In 1987 the lighthouse was converted to automatic operation and up until 1995 was monitored from the Trinity House area control station at Holyhead. It is now monitored from the Trinity House depot at Harwich, with a local part-time attendant carrying out routine maintenance.

==Architecture==
The lighthouse is built of ashlar limestone and is unplastered inside and out, but painted in red and white bands on the outside. The lighthouse tower is 30 m high and is unusual amongst Trinity House towers of this period in being square in plan (Coquet Lighthouse, Northumberland is also square). Unlike many other lighthouses, it retains its original gallery railings, which are of iron and bellied (i.e. curved out in width at their crowns) towards the top. Other examples include Salt Island Lighthouse, at Holyhead, designed by John Rennie in the same year. The present lantern, fitted in 1856, did not require the removal of the original railings.

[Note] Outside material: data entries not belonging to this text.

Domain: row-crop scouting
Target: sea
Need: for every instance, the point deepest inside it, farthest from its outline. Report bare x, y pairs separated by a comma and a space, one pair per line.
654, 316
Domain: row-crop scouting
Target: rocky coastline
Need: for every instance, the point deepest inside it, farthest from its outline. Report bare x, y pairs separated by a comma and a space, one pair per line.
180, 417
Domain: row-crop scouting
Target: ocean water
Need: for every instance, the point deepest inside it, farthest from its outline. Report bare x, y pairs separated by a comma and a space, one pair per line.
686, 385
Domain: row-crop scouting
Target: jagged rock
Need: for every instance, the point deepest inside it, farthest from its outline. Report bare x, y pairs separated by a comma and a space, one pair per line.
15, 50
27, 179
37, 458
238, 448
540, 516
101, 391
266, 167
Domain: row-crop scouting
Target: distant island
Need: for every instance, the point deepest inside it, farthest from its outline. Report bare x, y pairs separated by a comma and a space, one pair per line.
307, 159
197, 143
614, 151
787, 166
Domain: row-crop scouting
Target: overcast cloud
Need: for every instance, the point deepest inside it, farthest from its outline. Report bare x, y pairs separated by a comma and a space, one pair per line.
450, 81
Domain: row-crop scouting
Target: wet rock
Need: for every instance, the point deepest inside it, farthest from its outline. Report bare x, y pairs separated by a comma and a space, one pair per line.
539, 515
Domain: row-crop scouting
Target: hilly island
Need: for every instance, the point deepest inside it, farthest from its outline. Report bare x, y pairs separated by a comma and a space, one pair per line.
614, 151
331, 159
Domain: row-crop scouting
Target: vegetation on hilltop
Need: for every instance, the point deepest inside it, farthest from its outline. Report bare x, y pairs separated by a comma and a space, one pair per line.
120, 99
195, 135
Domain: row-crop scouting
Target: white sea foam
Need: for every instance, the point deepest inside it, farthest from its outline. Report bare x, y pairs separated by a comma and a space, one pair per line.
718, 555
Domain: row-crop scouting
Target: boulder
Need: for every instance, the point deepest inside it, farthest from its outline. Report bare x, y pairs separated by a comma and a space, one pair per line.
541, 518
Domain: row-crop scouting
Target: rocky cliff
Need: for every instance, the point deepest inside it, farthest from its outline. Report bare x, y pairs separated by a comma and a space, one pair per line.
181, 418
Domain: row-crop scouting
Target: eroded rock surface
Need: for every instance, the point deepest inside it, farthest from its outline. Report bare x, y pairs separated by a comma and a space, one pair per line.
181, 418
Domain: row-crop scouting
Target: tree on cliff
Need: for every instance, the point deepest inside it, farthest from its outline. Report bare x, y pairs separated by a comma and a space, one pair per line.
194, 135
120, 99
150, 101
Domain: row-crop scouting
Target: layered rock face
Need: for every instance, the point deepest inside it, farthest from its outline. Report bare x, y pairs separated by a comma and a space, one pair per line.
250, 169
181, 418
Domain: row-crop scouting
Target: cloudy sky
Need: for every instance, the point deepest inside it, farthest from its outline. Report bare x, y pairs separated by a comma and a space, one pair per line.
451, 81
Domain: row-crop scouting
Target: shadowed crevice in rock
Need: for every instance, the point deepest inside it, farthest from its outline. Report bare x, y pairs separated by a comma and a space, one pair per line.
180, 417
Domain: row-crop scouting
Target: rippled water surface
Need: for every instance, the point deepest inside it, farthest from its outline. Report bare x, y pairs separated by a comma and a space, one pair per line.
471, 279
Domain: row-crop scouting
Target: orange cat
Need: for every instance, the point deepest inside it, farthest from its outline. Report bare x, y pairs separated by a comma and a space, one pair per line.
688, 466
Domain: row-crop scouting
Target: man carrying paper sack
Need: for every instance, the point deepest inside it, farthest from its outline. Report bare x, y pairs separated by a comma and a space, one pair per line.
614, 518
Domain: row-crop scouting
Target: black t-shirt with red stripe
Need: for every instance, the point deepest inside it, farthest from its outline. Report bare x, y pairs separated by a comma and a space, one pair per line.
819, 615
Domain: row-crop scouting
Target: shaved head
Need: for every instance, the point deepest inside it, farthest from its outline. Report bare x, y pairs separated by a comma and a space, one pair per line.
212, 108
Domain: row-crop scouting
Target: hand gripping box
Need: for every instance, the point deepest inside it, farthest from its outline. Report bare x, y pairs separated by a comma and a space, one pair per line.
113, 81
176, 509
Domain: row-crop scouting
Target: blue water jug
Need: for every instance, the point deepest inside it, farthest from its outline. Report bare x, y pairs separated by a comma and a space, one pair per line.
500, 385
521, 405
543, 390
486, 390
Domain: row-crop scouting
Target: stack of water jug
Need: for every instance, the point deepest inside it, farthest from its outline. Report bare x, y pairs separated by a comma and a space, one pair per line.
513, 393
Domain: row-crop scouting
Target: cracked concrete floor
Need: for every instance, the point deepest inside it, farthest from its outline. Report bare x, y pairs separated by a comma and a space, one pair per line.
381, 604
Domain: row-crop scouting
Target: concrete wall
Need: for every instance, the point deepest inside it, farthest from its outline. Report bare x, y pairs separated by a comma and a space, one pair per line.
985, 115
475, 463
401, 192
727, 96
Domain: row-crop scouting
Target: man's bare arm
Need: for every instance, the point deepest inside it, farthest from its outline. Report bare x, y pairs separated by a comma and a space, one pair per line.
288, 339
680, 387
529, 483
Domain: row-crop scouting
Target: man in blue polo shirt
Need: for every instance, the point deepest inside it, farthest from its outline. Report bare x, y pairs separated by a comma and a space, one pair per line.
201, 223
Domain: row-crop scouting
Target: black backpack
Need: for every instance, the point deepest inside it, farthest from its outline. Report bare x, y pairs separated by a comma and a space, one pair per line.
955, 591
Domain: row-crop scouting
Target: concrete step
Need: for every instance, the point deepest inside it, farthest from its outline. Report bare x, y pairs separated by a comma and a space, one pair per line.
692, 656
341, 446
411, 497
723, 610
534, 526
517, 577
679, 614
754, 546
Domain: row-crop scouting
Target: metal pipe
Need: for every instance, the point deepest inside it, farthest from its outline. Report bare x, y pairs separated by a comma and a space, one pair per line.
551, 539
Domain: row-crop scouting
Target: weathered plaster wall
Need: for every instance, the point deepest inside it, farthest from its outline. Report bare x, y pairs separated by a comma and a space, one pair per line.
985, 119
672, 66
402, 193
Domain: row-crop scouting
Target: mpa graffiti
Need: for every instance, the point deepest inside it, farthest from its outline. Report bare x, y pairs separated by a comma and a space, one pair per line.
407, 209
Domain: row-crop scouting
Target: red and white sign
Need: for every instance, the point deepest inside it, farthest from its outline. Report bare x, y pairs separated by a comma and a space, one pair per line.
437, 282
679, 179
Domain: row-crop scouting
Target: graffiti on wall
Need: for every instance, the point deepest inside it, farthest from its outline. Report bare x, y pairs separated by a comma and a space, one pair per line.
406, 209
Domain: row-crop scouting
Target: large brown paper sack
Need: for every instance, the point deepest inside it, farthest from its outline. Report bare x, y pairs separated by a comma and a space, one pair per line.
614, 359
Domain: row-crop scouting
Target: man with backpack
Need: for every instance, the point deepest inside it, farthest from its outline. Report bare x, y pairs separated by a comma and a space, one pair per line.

The plinth of the tower is 4 m high and elaborately enriched, and at ground level it forms a square of 7.6 m reducing to 6.1 m at the top of the plinth and 4.6 m at the top of the tower below the crowning cornice, which juts out in a square of 5.5 m. The walls are 1.2 m thick at the base reducing to under 0.9 m at the top.
Originally, the light comprised reflectors but changed to a dioptric (refracting) mechanism in 1838; the appearance of the original lantern is not known. The present lantern of 1856 is a 4.27 m wide chamfered octagon and the light remained fixed, instead of revolving. The present revolving apparatus was installed in 1873 and gives a group of five flashes, originally driven by a vapourising oil-lamp, but replaced by electric in 1973.

The lighthouse is unusual in lacking any sort of harbour or quay facilities. As it is on an established migratory route, the tower has many bird casualties and The Royal Society for the Protection of Birds and Trinity House have tried to help the problem by providing perches on the lantern top and flood-lighting the tower, although this does not seem to have helped.